# Natural Language Processing (NLP) 


spaCy package: leading NLP library. 
- relies on models that are language-specific and come in different sizes. 

In [7]:
import spacy


In [8]:
nlp=spacy.load('en_core_web_sm') # load English language model

In [16]:
doc = nlp("Tea is healthy and I love cats and I don't like people messing with my kitties! ") # process text like this

## Tokenizing  
A token is a unit of text in the document, such as individual words and punctuation. SpaCy splits contractins like "don't" into two tokens, "do" and "n't". 


In [17]:
for token in doc:
    print(token)

Tea
is
healthy
and
I
love
cats
and
I
do
n't
like
people
messing
with
my
kitties
!


Iterating through a document gives you token objects, and each of these tokens come with additional information.   
`token.lemma_` and `token.is_stop` are important in many cases.  

 ## Text Preprocessing  
We need to preprocess to improve modeling of words.  
The first is **lemmatizing**. The **lemma** of a word is its base form. A good example is *walk*, the lemma of the word *walking*. When you lemmatize the word walking, it would convert to walk.  
 
Another common technique is to remove *stopwords*. These are the words that occur frequently in the language and don't contin much information. In English these include, "the", "is", "and", "but", "not".  
  
Using spaCy, `token.lemma_` returns the lemma, while `token.is_stop` returns a boolean `True` if the token is a stopword.  
  
    
Removing stop words might help the predictive model focus on relevant words. Lemmatizing similarily helps by combining multiple forms of the same word into a base form.  
  
However, lemmatizing and dropping stopwords might result in lower performance. Treat this preprocessing as part of your hyperparameter optimization process.  
  
 



In [18]:
print(f"Token \t\tLemma \t\tStopword".format('Token', 'Lemma', 'Stopword'))
print("-"*40)
for token in doc:
    print(f"{str(token)}\t\t{token.lemma_}\t\t{token.is_stop}")

Token 		Lemma 		Stopword
----------------------------------------
Tea		tea		False
is		be		True
healthy		healthy		False
and		and		True
I		I		True
love		love		False
cats		cat		False
and		and		True
I		I		True
do		do		True
n't		n't		True
like		like		False
people		people		False
messing		mess		False
with		with		True
my		my		True
kitties		kitty		False
!		!		False


## Pattern Matching  
Another common NLP task is matching tokens and phrases with chunks of text or whole documents.   

In spaCy, to match individual tokens, you create a `Matcher`. When matching a list of terms, it's easier and more efficient to use `PhraseMatcher`. For example, if you want to find where different smartphone models show up in some text, you can create patterns for the model names of interest.    
To start, create the `PhraseMatcher`:

In [19]:
from spacy.matcher import PhraseMatcher
matcher = PhraseMatcher(nlp.vocab, attr='LOWER')

The matcher is created using the vocabulary of your model.

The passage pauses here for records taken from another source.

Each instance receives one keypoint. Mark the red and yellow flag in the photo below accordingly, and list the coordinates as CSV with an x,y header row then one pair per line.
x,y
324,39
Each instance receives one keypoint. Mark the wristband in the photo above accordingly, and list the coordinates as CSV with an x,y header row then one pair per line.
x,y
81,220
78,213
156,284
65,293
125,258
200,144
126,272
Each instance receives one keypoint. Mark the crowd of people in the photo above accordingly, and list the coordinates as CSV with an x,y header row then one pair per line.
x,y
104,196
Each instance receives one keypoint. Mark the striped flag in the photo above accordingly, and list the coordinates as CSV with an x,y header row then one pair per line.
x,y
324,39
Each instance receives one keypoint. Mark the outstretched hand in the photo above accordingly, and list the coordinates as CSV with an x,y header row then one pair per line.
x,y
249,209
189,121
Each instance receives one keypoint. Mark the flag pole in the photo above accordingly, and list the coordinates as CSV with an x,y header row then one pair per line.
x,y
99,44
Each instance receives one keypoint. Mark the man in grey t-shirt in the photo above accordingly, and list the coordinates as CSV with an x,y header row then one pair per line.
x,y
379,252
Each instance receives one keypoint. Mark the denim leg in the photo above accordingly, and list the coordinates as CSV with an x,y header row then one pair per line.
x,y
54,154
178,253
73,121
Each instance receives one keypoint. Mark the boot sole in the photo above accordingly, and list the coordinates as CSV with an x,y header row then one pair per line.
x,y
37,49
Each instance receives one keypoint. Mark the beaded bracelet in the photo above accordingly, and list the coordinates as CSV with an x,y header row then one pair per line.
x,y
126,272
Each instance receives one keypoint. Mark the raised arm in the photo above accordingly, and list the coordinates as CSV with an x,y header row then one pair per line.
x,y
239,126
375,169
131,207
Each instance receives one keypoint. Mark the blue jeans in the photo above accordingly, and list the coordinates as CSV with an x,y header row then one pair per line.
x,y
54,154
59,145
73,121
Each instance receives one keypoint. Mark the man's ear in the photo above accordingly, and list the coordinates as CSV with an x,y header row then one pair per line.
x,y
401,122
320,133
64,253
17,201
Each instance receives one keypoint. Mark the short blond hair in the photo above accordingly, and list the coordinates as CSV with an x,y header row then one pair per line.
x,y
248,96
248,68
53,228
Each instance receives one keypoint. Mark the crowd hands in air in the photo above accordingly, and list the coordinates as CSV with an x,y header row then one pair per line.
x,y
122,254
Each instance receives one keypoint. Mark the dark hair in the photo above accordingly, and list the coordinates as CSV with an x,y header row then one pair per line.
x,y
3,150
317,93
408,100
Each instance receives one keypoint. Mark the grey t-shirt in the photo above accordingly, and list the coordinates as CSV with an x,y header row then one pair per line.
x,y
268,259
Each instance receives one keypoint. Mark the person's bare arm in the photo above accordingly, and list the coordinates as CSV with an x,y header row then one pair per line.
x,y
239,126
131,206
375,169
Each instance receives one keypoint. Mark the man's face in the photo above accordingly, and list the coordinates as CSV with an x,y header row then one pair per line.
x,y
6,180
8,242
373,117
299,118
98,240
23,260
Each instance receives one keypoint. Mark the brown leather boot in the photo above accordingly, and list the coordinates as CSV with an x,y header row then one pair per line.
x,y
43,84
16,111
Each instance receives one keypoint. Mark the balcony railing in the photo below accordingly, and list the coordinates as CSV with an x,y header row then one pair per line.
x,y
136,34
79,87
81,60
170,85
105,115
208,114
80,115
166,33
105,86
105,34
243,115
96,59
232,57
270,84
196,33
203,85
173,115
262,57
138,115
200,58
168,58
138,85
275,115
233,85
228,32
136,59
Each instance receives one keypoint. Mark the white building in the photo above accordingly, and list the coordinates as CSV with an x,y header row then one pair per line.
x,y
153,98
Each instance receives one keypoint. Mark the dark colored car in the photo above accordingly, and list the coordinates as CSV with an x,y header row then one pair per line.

Here we're using the small English model you loaded earlier. Setting attr='LOWER' will match the phrases on lowercased text. This provides case insensitve matching.  
  
Next, create a list of terms to match in the text. The phrase matcher needs the patterns as document objects. The easiest way to get these is with a list comprehension using the nlp model. 

In [20]:
terms = ['Galaxy Note', 'iPhone 11', 'iPhone XS', 'Google Pixel']
patterns = [nlp(text) for text in terms]
matcher.add('TerminologyList', patterns)

Then you create a document from the text to search and use the phrase matcher to find where the terms occur in the text.

In [21]:
# Borrowed from https://daringfireball.net/linked/2019/09/21/patel-11-pro
text_doc = nlp("Glowing review overall, and some really interesting side-by-side "
               "photography tests pitting the iPhone 11 Pro against the "
               "Galaxy Note 10 Plus and last year’s iPhone XS and Google Pixel 3.")

matches=matcher(text_doc)
print(matches)

[(3766102292120407359, 17, 19), (3766102292120407359, 22, 24), (3766102292120407359, 30, 32), (3766102292120407359, 33, 35)]


The matches are a tuple: (match id, start postiion, end position)

In [22]:
match_id, start, end=matches[0]
print(nlp.vocab.strings[match_id], text_doc[start:end])

TerminologyList iPhone 11


---
## Reference
https://www.kaggle.com/matleonard/intro-to-nlp